En víspera del arribo del Papa Francisco numerosas iglesia de Santiago de Chile fueron pintorrajeadas con frases ofensivas de rechazo al Pontífice. En otros lugares se ha puesto explosivos en iglesias. En Perú fue incendiado el Cristo del Pacífico también previamente a la llegada del Papa. En la actualidad existe una campaña internacional contra el Papa Francisco. Una oleada de hostilidad ha sustituido la inicial campaña de apoyo después de la renuncia del Papa Benedicto XVI.

Pero no son los únicos casos. Numerosos gobiernos han iniciado campañas para presionar a las escuelas y universidades cristianas para que retiren los crucifijos de las aulas, “porque ofenden los sentimientos” de quienes no comparten la fe. Lo mismo se ha hecho con monumentos y hasta Iglesias, mientras que, por ejemplo, se defiende el derecho de los musulmanes para que la media luna adorne edificios y las mujeres porten la tradicional burka. Prohibición para unos, derecho para otros.

El gobierno chino, fiel a su pensamiento comunista, ha perseguido a los cristianos y en los últimos días ha derribado dos templos cristianos y amenaza hacerlo con más. Los gobiernos socialistas de España han realizado distintas acciones en contra de la Iglesia y han enfocado sus acciones tanto contra los ministros como con iglesias como La Sagrada Familia y la Basílica del Valle de los Caídos, por señalar unos pocos ejemplos.

A los deportistas que suelen santiguarse al inicio de los partidos o dan gracias a Dios al realizar una buena jugada o al obtener un triunfo, se les ha prohibido que hagas esas muestras públicas de su fe. Todo en aras de la “tolerancia” respecto de los que no son cristianos. Pero en realidad se trata de formas sofisticadas de jacobinismo hipócrita.
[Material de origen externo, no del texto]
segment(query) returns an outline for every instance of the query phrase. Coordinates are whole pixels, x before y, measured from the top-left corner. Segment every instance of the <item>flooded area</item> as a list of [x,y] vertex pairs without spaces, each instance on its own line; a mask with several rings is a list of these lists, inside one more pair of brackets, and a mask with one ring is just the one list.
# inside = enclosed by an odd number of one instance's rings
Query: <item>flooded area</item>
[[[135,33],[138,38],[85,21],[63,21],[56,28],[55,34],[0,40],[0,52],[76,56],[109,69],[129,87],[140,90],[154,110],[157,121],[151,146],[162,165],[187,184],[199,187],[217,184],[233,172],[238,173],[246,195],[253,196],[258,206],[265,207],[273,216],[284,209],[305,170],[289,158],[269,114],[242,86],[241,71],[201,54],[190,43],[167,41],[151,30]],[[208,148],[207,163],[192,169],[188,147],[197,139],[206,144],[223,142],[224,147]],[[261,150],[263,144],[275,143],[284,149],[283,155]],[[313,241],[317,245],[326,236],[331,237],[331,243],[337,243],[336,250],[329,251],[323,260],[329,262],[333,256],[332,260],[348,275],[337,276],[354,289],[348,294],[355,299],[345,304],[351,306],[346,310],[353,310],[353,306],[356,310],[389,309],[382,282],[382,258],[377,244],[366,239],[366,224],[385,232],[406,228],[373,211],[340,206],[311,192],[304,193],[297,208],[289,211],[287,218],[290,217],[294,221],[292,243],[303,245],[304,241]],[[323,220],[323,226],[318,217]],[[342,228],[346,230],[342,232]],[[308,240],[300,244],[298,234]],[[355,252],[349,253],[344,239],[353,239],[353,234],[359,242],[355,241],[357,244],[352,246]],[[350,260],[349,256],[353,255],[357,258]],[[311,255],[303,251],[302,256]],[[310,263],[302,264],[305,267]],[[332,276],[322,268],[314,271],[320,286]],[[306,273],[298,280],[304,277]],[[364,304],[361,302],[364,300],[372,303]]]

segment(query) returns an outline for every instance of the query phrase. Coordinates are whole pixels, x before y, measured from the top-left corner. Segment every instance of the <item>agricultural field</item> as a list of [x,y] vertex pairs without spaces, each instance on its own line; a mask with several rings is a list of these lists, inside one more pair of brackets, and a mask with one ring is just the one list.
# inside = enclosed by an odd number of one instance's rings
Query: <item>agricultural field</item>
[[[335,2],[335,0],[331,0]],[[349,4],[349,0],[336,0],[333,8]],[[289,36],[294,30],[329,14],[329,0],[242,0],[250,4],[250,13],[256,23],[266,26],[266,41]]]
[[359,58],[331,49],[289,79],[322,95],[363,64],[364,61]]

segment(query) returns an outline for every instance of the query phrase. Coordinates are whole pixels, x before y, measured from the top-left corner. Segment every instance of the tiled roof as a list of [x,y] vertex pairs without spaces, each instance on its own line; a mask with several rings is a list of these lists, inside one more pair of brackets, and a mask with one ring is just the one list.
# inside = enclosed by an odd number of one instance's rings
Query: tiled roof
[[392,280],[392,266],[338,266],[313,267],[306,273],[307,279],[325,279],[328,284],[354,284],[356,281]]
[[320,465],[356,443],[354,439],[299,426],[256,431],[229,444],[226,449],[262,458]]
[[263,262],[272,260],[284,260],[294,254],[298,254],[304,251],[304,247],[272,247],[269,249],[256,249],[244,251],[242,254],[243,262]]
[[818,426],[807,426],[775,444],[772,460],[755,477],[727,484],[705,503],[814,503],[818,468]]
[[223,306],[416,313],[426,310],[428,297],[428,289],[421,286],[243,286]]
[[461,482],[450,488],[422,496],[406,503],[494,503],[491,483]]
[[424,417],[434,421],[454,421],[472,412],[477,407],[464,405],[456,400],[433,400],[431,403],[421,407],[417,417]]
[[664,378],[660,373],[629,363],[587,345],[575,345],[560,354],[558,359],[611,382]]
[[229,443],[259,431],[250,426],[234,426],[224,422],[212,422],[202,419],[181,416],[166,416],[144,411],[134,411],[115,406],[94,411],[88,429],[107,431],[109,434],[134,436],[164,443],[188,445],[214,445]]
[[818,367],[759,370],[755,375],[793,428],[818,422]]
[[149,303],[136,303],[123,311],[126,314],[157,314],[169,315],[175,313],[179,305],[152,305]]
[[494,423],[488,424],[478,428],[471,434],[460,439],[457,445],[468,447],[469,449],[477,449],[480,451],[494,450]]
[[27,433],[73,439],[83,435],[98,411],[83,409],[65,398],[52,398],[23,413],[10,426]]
Pero este jacobinismo no es casual. Se trata de una acción concertada mundialmente para contener la creciente movilización de los creyentes para contrarrestar las acciones políticas, legislativas y sociales en contra de la dignidad de la persona, la familia y los valores culturales de occidente. Finalmente, después de la modorra e indiferencia con que muchos cristianos se comportaron frente al deterioro de los valores morales y sociales, poco a poco se ha generado una respuesta positiva de afirmación y defensa de esos principios.

El Papa Francisco, al igual que sus antecesores inmediatos, ha invitado con creciente fuerza a los laicos a hacer presencia pública, a evangelizar y a participar en política, a fin de que los creyentes, que en algunas sociedades son mayoría, se organicen y muestren fuerza en la vida pública. Esto se hizo evidente recientemente, en el encuentro entre obispos y políticos convocado por el CELAM.

El nuevo jacobinismo camina paralelo, con mayor “elegancia”, al yhijadismo que en Medio Oriente y en África, pero eso no justifica esta agresión contra la libertad religiosa, piedra de toque de los derechos humanos.